For years the ACCG and its hangers on (see here and here for example) have been trying to drum up support among other collectors by trying to persuade them that "archaeologists" even want to take little kiddies' stamp collections away from them under the international conventions on cultural property, "you must join us in our fight", they say. Fortunately stamp collectors are a cannier lot than the collectors of ancient coins obviously are and they can see through the transparent ploy. There is no Ancient Stamp Collectors Guild fighting the cultural property policies of the US. Nor will there ever be. Most people (dealers and collectors) abide by the existing US and other regulations without a murmur, to everybody's benefit, its only the US collectors of dugup ancient coins that are kicking up an unseemly fuss.
Memorable

Well, when I discussed this on my blog, I used a vignette of a bull being led by the nose, and I am using it again. Now Greece has asked the US to stop illegally exported items of Greek cultural property from entering the country. As we all know the request concerns archaeological and ethnological material from Greece dating to the Neolithic Period through the mid-eighteenth century. So what is happening?
Wayne Sayles wrote it, sidekick Dave publicised it on the forums, giving it a crude propaganda spin. Mr Sayles (deliberately?) does not say what the request covers, but Mr Welsh adds his commentary:
Although no formal disclosure has yet been made of the exact contents of the Greek request, it is widely expected that this did include coins, and that the request for restrictions on coins may extend from antiquity down to the independence of modern Greece.Now obviously Mr Welsh has knowledge of the history of Greece that we do not posess. Apparently the War of Greek Independence was actually fought nearly a hundred years earlier than it says in the books. Guess that's what you get for looking at Wikipedia. So anyone who collects nineteenth century Ottoman coinage should get onto the State Department and tell them what is what. No matter that the 1983 CCPIA only applies to antiquities older than 250 years.

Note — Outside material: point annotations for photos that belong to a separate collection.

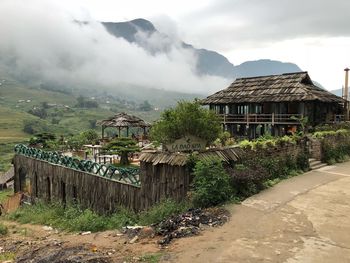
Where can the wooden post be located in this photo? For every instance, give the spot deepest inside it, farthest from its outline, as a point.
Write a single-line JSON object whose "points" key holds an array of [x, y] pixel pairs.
{"points": [[346, 94]]}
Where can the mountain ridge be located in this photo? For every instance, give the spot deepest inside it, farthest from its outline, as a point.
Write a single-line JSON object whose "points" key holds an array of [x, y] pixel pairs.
{"points": [[209, 62]]}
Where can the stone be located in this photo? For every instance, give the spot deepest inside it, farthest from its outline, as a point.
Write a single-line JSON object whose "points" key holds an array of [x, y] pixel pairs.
{"points": [[134, 239]]}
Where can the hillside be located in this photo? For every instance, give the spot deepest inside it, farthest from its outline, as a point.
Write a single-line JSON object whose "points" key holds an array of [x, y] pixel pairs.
{"points": [[209, 62]]}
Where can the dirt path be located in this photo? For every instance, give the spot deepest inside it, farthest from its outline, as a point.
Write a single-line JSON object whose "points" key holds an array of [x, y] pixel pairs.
{"points": [[44, 241], [303, 219]]}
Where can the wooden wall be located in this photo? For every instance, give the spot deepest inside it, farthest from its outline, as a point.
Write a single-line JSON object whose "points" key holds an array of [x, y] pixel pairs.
{"points": [[56, 183]]}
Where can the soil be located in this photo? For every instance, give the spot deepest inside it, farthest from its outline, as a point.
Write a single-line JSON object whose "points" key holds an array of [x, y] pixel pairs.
{"points": [[302, 219]]}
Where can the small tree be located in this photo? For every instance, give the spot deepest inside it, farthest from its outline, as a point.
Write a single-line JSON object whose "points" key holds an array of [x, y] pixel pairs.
{"points": [[122, 147], [187, 118], [211, 184]]}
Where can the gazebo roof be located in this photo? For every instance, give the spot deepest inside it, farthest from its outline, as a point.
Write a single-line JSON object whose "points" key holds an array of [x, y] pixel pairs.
{"points": [[124, 120]]}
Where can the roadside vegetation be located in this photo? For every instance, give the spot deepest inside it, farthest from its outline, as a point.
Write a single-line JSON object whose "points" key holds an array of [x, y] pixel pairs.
{"points": [[214, 182], [73, 218]]}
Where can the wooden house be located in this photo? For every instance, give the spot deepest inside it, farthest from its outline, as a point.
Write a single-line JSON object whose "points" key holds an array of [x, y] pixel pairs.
{"points": [[274, 104]]}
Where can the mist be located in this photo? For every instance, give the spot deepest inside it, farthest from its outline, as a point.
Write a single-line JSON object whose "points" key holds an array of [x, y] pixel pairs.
{"points": [[41, 41]]}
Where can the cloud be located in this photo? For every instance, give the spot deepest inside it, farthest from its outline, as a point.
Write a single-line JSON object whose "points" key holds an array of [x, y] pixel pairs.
{"points": [[41, 41]]}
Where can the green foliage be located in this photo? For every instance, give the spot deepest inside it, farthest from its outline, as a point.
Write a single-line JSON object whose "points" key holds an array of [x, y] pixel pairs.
{"points": [[258, 172], [161, 211], [3, 230], [34, 126], [42, 139], [76, 142], [323, 134], [122, 146], [83, 102], [145, 106], [151, 258], [187, 118], [303, 121], [39, 112], [211, 184], [226, 139]]}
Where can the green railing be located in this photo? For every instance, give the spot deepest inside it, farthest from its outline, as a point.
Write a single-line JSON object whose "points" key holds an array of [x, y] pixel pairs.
{"points": [[125, 175]]}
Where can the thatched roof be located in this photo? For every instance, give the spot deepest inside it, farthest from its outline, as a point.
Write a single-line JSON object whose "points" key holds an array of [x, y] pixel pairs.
{"points": [[8, 176], [124, 120], [275, 88], [180, 159]]}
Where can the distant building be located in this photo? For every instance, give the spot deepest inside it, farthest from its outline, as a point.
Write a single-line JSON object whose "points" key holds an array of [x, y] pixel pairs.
{"points": [[255, 106]]}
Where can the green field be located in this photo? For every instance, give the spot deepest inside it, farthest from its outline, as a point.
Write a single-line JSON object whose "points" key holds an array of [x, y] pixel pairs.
{"points": [[62, 119]]}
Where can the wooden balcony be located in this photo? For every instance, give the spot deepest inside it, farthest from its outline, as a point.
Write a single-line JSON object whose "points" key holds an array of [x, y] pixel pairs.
{"points": [[272, 118], [253, 118]]}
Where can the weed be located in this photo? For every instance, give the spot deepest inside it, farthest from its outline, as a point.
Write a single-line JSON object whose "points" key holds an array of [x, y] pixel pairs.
{"points": [[151, 258], [161, 211], [73, 218], [7, 256], [3, 230]]}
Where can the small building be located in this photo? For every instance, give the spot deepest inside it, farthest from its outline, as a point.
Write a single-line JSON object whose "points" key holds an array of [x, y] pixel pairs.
{"points": [[274, 104]]}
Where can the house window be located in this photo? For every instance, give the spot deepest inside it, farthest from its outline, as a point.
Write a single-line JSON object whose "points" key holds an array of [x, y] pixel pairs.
{"points": [[242, 109]]}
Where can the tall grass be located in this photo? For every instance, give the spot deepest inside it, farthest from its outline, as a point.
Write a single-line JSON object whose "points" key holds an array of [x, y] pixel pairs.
{"points": [[73, 218]]}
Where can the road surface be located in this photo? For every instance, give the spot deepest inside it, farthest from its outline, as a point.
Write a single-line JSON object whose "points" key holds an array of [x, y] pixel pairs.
{"points": [[302, 219]]}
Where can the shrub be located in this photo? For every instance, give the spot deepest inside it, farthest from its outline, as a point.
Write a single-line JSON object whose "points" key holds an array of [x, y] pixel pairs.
{"points": [[3, 230], [73, 218], [211, 184], [247, 179], [161, 211], [186, 118]]}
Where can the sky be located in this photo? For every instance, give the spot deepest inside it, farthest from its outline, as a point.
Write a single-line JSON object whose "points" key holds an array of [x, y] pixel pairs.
{"points": [[314, 34], [37, 36]]}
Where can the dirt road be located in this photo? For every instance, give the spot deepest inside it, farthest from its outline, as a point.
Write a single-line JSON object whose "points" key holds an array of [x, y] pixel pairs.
{"points": [[302, 219]]}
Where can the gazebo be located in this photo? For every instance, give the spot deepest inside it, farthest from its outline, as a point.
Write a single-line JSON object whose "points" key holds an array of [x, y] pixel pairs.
{"points": [[123, 120]]}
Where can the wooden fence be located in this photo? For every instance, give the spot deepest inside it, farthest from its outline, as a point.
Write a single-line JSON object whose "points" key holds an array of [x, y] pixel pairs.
{"points": [[55, 183]]}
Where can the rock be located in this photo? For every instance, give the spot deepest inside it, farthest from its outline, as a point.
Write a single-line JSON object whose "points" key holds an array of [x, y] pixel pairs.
{"points": [[146, 232], [77, 254], [189, 223], [134, 239]]}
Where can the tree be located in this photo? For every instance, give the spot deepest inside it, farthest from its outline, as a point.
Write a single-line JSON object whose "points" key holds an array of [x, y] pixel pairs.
{"points": [[122, 147], [187, 118], [211, 183], [82, 102], [145, 106]]}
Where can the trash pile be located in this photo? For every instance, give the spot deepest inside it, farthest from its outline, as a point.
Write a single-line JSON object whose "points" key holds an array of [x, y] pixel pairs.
{"points": [[189, 223]]}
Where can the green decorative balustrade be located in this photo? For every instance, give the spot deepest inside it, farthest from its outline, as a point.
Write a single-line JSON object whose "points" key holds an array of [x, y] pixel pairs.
{"points": [[125, 175]]}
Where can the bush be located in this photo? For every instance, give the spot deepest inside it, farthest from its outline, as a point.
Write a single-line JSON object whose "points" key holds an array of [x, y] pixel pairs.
{"points": [[187, 118], [3, 230], [211, 184], [161, 211], [35, 126], [73, 218]]}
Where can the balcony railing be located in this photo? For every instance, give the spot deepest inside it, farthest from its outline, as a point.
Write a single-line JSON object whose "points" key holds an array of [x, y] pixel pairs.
{"points": [[261, 118], [271, 118]]}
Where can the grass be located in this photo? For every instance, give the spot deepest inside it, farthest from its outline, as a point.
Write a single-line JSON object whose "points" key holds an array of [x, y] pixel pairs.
{"points": [[4, 194], [7, 256], [73, 218], [3, 230], [151, 258]]}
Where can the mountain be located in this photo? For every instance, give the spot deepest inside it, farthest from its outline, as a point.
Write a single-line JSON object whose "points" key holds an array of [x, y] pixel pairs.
{"points": [[208, 62], [337, 92]]}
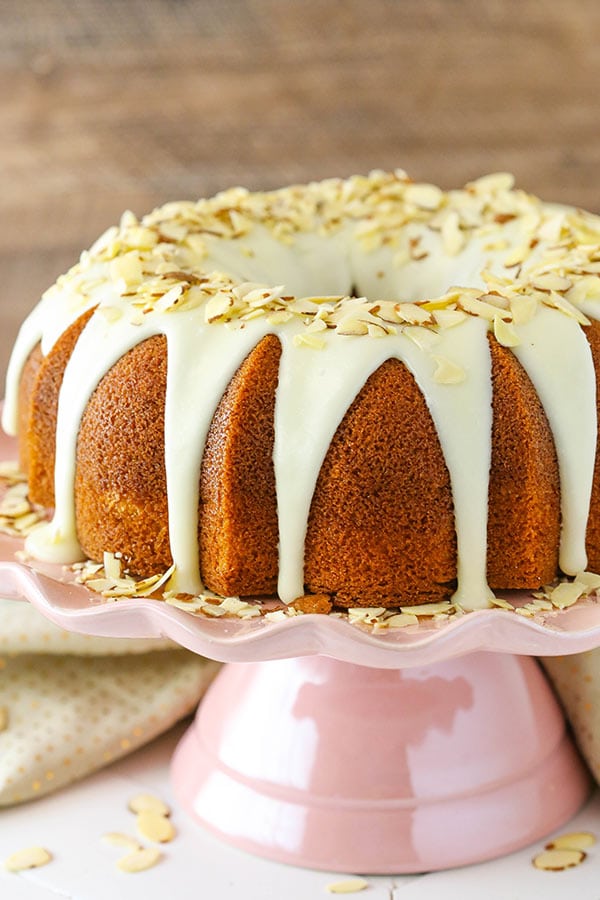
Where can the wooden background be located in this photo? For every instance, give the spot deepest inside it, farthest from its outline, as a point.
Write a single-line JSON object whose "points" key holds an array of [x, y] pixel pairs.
{"points": [[109, 104]]}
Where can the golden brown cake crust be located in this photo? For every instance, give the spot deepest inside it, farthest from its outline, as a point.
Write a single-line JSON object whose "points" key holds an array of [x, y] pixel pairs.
{"points": [[593, 528], [381, 526], [120, 489], [524, 500], [40, 387], [238, 512]]}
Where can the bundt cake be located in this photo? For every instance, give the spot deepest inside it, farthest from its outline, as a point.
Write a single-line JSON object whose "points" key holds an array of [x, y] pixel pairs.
{"points": [[368, 389]]}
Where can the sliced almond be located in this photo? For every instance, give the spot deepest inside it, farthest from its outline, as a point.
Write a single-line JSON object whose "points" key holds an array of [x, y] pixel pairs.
{"points": [[28, 858], [155, 827], [348, 886], [144, 802], [139, 860], [575, 840], [558, 860]]}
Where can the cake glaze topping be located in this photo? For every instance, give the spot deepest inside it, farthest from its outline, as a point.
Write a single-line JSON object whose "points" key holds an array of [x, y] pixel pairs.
{"points": [[347, 273]]}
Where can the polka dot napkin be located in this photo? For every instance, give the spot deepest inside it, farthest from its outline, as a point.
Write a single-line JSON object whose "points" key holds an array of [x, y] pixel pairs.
{"points": [[576, 680], [70, 704]]}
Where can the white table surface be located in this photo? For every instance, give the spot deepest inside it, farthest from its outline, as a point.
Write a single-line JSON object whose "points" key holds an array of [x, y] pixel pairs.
{"points": [[196, 865]]}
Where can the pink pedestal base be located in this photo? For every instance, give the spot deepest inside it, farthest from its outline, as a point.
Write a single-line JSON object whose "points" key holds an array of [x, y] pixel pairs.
{"points": [[336, 766]]}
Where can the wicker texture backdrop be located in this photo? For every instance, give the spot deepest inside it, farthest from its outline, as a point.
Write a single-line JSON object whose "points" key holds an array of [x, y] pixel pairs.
{"points": [[108, 104]]}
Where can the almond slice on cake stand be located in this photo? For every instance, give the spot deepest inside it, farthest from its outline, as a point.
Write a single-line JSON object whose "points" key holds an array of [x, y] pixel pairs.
{"points": [[332, 745]]}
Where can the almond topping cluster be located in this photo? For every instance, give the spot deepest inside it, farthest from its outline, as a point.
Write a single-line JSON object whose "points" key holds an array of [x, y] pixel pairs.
{"points": [[112, 582], [159, 265]]}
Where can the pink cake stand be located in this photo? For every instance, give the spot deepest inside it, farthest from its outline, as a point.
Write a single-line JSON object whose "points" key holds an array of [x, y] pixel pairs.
{"points": [[326, 745]]}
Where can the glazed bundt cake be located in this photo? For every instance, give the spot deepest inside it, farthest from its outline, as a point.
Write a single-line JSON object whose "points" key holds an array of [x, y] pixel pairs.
{"points": [[368, 389]]}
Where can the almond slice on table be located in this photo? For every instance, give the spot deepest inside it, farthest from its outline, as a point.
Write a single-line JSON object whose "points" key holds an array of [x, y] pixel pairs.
{"points": [[574, 840], [143, 802], [155, 827]]}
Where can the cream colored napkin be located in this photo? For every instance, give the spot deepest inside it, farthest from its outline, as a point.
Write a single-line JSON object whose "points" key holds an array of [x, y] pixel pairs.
{"points": [[70, 704], [576, 680]]}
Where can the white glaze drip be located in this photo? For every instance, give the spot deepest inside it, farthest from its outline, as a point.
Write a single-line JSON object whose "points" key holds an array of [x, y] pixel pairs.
{"points": [[557, 358], [317, 387]]}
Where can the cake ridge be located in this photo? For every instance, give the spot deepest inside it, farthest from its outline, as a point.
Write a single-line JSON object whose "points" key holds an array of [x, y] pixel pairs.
{"points": [[537, 281]]}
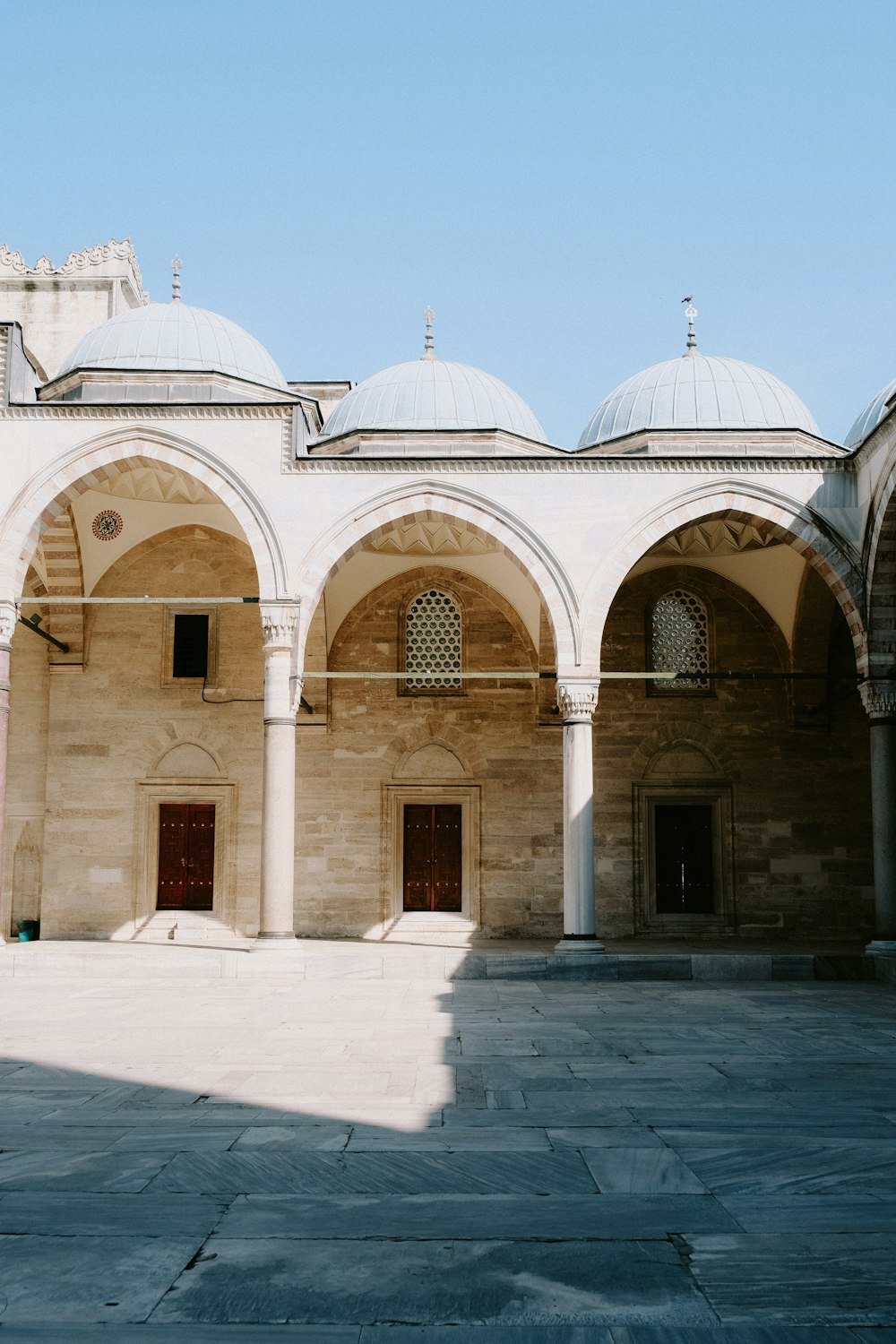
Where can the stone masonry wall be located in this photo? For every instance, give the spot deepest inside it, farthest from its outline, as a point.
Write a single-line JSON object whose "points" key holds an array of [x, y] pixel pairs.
{"points": [[112, 725], [799, 795]]}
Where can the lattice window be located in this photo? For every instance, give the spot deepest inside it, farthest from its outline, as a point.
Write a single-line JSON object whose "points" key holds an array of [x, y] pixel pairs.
{"points": [[433, 642], [680, 642]]}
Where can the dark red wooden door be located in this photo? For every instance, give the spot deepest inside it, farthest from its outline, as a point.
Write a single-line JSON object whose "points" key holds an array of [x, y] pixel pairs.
{"points": [[433, 857], [185, 855], [684, 859]]}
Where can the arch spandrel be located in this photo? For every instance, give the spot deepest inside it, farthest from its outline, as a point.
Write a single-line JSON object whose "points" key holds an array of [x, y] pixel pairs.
{"points": [[882, 580], [481, 516], [785, 519], [40, 500]]}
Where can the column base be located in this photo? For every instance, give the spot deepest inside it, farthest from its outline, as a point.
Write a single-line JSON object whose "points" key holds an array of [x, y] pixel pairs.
{"points": [[578, 943], [882, 948]]}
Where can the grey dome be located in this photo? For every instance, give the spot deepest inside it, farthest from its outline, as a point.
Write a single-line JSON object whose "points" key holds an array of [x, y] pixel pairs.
{"points": [[872, 416], [175, 336], [697, 392], [433, 394]]}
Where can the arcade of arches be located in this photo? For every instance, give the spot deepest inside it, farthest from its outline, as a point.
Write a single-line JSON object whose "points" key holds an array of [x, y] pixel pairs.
{"points": [[276, 669]]}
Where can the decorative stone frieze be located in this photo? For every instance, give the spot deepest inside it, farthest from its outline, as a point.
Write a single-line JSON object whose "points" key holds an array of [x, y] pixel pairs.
{"points": [[75, 263], [280, 623], [8, 617], [879, 699], [578, 701], [571, 465]]}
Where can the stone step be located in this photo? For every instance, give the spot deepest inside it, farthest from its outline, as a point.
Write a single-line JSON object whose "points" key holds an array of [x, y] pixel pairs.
{"points": [[230, 959]]}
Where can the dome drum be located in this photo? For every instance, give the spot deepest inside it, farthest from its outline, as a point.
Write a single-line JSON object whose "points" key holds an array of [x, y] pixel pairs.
{"points": [[432, 394], [168, 352], [707, 394]]}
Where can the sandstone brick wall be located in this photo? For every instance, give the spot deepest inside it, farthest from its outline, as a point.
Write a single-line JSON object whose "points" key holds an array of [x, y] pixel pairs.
{"points": [[801, 798], [81, 742], [343, 881], [110, 726]]}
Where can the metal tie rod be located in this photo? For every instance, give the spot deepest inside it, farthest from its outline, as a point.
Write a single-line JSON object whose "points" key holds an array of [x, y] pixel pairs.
{"points": [[59, 599]]}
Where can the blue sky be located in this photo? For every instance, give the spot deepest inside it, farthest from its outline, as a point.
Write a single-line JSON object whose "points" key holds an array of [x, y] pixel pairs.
{"points": [[551, 177]]}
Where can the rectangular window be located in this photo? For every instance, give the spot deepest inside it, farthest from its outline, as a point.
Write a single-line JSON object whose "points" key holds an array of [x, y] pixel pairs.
{"points": [[190, 650]]}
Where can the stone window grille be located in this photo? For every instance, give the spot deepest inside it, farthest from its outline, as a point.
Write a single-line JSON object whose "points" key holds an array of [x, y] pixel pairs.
{"points": [[433, 642], [680, 642]]}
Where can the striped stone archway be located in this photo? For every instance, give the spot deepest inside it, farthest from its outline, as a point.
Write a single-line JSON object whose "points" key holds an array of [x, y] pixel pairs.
{"points": [[783, 519], [46, 496], [481, 516], [65, 577]]}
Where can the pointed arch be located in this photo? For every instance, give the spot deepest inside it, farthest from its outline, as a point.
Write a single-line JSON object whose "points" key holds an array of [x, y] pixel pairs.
{"points": [[788, 521], [53, 489], [481, 516]]}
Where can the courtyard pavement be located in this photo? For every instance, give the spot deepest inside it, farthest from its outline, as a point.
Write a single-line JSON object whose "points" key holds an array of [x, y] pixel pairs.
{"points": [[411, 1161]]}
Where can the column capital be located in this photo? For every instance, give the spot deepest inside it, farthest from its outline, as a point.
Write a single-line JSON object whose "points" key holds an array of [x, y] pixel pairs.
{"points": [[879, 698], [280, 623], [8, 617], [578, 701]]}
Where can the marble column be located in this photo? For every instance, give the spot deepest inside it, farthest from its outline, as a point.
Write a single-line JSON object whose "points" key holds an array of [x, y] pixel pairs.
{"points": [[279, 774], [8, 617], [578, 702], [880, 704]]}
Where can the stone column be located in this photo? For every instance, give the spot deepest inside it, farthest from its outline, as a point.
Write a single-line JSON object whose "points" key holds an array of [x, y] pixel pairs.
{"points": [[578, 702], [880, 704], [279, 774], [8, 617]]}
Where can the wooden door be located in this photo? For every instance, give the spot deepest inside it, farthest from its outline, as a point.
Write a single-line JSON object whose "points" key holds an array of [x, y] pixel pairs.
{"points": [[185, 855], [433, 860], [683, 852]]}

It seems to me a pattern is emerging here, the ACCG seems intent on drumming up support for its militant obstructionism by producing pseudo-facts of shock-horror value to provoke a knee-jerk reaction ("how could they?") from those too lazy to check the facts before firing off a response. These are not honest tactics, they are not ethical tactics. And they show not only how much respect the dealers of the ACCG have for the facts and open dialogue and debate about dealing with dugup cultural property, but also their total lack of respect for their clients, the collectors who it seems they are intent of time and time again misleading.